Dynamic Masking
Dynamic masking hides values during training so the model learns to reconstruct
them from surrounding context. Leaf fields already support local stochastic
masking with p_mask, pruning with p_prune, and supervised targets with
target=True. Array masks add one more control: they select slices of a
repeated context and apply that selection to descendant tensorfields.
Use array masks when the masking rule is about a repeated coordinate rather than one leaf value. Common examples are "mask two values from each word", "mask half of the last 10 retained events", or "mask a few line items but leave one field visible."
Array Masks
Attach j2v.Mask(...) to an Array(...) with mask= or masks=:
import json2vec as j2v
model = j2v.Model.from_schema(
j2v.Array(
j2v.Category("event_type", max_vocab_size=128),
j2v.Number("amount"),
name="events",
max_length=64,
overflow="tail",
mask=j2v.Mask(rate=0.50, window=10),
),
name="customer",
d_model=64,
n_layers=2,
n_heads=4,
)
This selects the last 10 retained, non-padded events slots for each
observation and masks about half of those slots. The same selected event rows
are projected onto each active descendant leaf unless the mask excludes that
leaf.
mask= is shorthand for a one-item list. Use masks= when one array needs
more than one masking policy:
j2v.Array(
j2v.Category("sku", max_vocab_size=4096),
j2v.Number("quantity"),
name="line_items",
max_length=128,
masks=[
j2v.Mask(name="recent", rate=0.25, window=32),
j2v.Mask(name="early", count=3, window=20, start=True),
],
)
Mask Options
Each Mask chooses a candidate window, then samples from that window.

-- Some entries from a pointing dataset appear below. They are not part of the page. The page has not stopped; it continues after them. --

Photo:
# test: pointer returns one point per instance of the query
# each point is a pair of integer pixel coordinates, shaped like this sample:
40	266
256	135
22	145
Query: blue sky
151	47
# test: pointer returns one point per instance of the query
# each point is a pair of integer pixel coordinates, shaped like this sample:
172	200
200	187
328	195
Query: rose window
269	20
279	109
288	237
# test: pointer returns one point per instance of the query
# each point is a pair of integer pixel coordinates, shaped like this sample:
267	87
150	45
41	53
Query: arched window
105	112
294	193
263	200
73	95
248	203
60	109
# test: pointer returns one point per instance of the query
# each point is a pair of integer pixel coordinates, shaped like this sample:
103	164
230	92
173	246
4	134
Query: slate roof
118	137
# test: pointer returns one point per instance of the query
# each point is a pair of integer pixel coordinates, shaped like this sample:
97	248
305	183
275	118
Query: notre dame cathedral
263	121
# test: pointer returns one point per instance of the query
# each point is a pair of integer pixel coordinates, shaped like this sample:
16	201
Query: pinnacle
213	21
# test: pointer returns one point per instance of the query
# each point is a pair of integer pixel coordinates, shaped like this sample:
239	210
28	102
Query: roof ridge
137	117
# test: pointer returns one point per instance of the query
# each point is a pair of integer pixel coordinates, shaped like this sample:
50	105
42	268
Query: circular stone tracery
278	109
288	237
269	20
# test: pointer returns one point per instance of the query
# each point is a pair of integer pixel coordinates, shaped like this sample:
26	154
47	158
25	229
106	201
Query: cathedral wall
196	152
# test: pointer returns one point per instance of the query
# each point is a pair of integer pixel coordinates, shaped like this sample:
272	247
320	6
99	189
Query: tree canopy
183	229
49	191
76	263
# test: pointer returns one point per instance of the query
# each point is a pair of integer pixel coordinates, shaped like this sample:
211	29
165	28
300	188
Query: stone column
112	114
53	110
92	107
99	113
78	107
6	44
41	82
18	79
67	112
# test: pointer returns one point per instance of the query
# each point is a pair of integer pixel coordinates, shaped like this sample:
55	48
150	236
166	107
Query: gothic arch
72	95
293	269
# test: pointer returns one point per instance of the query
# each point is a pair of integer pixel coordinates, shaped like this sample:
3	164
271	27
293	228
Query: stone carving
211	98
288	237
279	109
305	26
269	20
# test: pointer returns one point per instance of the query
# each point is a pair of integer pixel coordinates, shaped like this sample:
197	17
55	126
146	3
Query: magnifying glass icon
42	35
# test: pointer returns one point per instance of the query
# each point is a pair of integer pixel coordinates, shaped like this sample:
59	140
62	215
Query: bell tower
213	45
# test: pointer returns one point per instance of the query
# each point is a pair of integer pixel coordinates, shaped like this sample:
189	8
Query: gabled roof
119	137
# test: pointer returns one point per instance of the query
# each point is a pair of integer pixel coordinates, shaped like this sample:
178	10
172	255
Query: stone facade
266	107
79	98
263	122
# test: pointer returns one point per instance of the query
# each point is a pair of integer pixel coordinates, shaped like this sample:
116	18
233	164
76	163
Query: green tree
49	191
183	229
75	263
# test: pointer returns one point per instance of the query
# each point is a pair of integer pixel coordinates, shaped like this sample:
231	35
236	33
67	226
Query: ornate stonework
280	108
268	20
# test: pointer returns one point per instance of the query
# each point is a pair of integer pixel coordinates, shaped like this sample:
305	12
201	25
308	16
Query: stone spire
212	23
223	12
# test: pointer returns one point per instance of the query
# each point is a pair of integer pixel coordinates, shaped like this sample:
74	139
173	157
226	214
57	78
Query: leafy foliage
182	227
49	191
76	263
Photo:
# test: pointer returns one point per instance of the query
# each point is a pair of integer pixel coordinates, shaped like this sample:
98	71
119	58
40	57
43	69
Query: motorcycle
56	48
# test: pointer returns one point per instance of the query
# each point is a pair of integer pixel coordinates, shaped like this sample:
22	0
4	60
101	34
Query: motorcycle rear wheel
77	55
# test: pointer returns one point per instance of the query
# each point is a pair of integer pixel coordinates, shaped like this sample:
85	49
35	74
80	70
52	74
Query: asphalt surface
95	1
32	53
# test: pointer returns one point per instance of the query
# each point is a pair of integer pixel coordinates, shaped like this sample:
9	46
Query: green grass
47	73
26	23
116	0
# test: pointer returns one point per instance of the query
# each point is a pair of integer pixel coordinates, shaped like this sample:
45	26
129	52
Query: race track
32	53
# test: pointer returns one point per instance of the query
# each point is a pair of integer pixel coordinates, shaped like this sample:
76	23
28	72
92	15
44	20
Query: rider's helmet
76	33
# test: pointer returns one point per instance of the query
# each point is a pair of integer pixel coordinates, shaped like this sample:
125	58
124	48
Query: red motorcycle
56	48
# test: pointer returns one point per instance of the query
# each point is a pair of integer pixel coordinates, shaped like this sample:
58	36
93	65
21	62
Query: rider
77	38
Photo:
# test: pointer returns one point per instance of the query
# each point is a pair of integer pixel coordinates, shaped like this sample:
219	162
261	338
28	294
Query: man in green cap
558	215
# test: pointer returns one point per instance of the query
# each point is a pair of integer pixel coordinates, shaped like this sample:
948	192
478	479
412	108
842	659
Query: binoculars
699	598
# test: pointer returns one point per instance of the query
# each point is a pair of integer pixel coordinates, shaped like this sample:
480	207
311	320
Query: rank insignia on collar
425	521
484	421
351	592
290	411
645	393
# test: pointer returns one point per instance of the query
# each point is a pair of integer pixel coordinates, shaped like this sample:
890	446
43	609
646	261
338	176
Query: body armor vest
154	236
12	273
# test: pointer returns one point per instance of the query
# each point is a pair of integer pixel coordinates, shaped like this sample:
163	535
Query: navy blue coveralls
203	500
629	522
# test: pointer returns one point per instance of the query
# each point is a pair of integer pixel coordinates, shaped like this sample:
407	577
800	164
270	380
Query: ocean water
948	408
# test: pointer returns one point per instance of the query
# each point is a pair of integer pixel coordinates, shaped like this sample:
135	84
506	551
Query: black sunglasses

| Option | Default | Meaning |
|---|---|---|
rate |
None |
Bernoulli probability for each candidate slot. Mutually exclusive with count. |
count |
None |
Exact number of candidate slots to sample per parent coordinate, capped by available candidates. Mutually exclusive with rate. |
window |
None |
Candidate span length. None means all slots in the selected coordinate space. |
array |
False |
Use fixed padded array coordinates instead of observed non-padded coordinates. |
start |
False |
Take the window from the start instead of the end. |
offset |
0 |
Skip slots away from the selected edge before taking the window. |
exclude |
None |
One predicate, or a list of predicates, for descendant leaves that should not receive this mask. |
Exactly one of rate or count is required.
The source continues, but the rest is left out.